Affiliation: Mallinckrodt (United States)

Abstract

Systemic lupus erythematosus (SLE) is a systemic autoimmune disease resulting in loss of self-tolerance with multiple organs, such as the kidney, skin, joints, and the central nervous system (CNS), being targeted. Numerous immunosuppressant therapies are currently being used for the treatment of SLE, but their clinical utility is somewhat variable because of the clinical heterogeneity. Melanocortins are a family of peptides derived from the common precursor protein pro-opiomelanocortin. These multifunctional peptides activate five subtypes of melanocortin receptors expressed on immune, skin, muscle, bone, and kidney cells and cells within the CNS. Melanocortin peptides have demonstrated a variety of biologic actions including immunomodulation, melanogenesis, and renoprotection.
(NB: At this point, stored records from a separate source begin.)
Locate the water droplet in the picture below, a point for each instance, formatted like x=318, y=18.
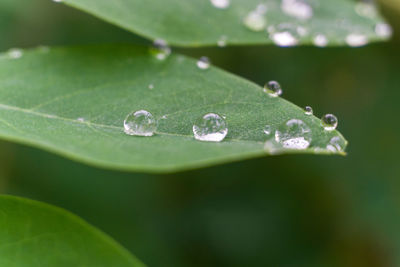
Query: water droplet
x=255, y=21
x=273, y=88
x=383, y=30
x=294, y=134
x=299, y=9
x=366, y=9
x=160, y=49
x=268, y=130
x=356, y=39
x=221, y=4
x=203, y=63
x=308, y=110
x=261, y=9
x=320, y=40
x=329, y=122
x=222, y=41
x=15, y=53
x=141, y=123
x=336, y=144
x=211, y=127
x=285, y=35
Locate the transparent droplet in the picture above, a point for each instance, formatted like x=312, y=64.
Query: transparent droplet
x=211, y=127
x=294, y=134
x=336, y=144
x=222, y=41
x=366, y=9
x=160, y=49
x=329, y=122
x=15, y=53
x=203, y=63
x=221, y=4
x=383, y=30
x=141, y=123
x=268, y=130
x=299, y=9
x=285, y=35
x=320, y=40
x=308, y=110
x=255, y=21
x=356, y=39
x=273, y=88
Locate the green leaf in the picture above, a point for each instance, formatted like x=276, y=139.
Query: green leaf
x=36, y=234
x=73, y=101
x=199, y=23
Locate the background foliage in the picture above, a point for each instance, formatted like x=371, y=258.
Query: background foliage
x=301, y=210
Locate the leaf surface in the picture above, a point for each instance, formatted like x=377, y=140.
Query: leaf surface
x=200, y=23
x=73, y=101
x=36, y=234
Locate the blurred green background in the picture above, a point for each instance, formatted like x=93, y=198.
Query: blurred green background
x=275, y=211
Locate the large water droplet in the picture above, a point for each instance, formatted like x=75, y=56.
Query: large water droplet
x=308, y=110
x=255, y=21
x=141, y=123
x=160, y=49
x=15, y=53
x=211, y=127
x=222, y=4
x=294, y=134
x=356, y=39
x=203, y=63
x=285, y=34
x=320, y=40
x=329, y=122
x=383, y=30
x=336, y=144
x=299, y=9
x=273, y=88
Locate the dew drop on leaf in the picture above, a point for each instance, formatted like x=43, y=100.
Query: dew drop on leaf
x=294, y=134
x=160, y=49
x=329, y=122
x=308, y=110
x=140, y=123
x=211, y=127
x=203, y=63
x=273, y=88
x=221, y=4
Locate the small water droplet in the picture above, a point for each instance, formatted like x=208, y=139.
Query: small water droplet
x=222, y=41
x=366, y=9
x=211, y=127
x=336, y=144
x=294, y=134
x=160, y=49
x=255, y=21
x=329, y=122
x=221, y=4
x=140, y=123
x=285, y=35
x=356, y=40
x=308, y=110
x=15, y=53
x=320, y=40
x=383, y=30
x=273, y=88
x=203, y=63
x=268, y=130
x=299, y=9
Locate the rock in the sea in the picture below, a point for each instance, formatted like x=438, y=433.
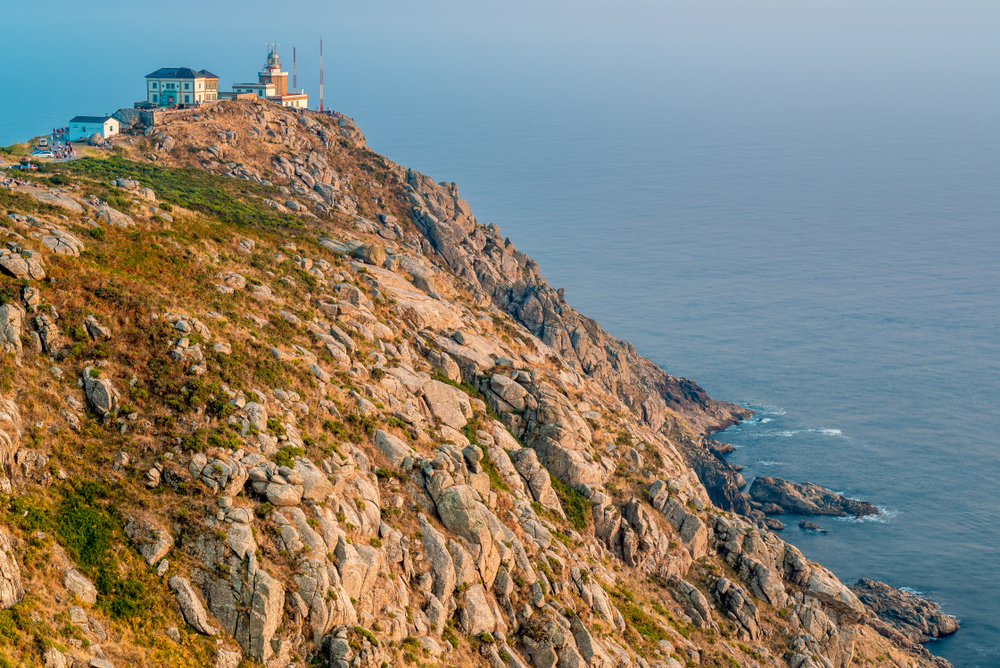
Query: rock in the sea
x=916, y=618
x=811, y=526
x=807, y=498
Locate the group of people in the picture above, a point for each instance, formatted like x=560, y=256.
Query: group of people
x=9, y=182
This review aims to introduce the melanocortin system and explore the mechanisms by which they may be beneficial in diseases such as SLE.

Highlights

Systemic Lupus Erythematosus (SLE) is characterized by the loss of self-tolerance and chronic inflammation that manifest in organs such as the skin, kidney, and central nervous system (CNS)
This review aims to provide a broader appreciation of the melanocortin peptides, highlight their anti-inflammatory effects on varied immune cell subsets, and stimulate discussion on the possible role(s) for melanocortins in the treatment of SLE
Melanocortins have the potential to downregulate inflammation in both immune cells and in cells of organs targeted by SLE such as the skin, joints, CNS, and kidney [94]

Summary

Introduction

Systemic Lupus Erythematosus (SLE) is characterized by the loss of self-tolerance and chronic inflammation that manifest in organs such as the skin, kidney, and central nervous system (CNS). High levels of morbidity and mortality are associated with SLE, resulting from damage in a variety of organs. A hallmark of SLE is the presence of autoantibodies, which can be directed against nuclear and cytoplasmic antigens. These observations have led to a strong interest in therapeutically targeting the immune system. A number of immunosuppressant therapies are currently used for the treatment of SLE, including synthetic glucocorticoids, anti-malarials, and other immune suppressants, including the B cell-targeted therapy Benlysta® (belimumab) [1].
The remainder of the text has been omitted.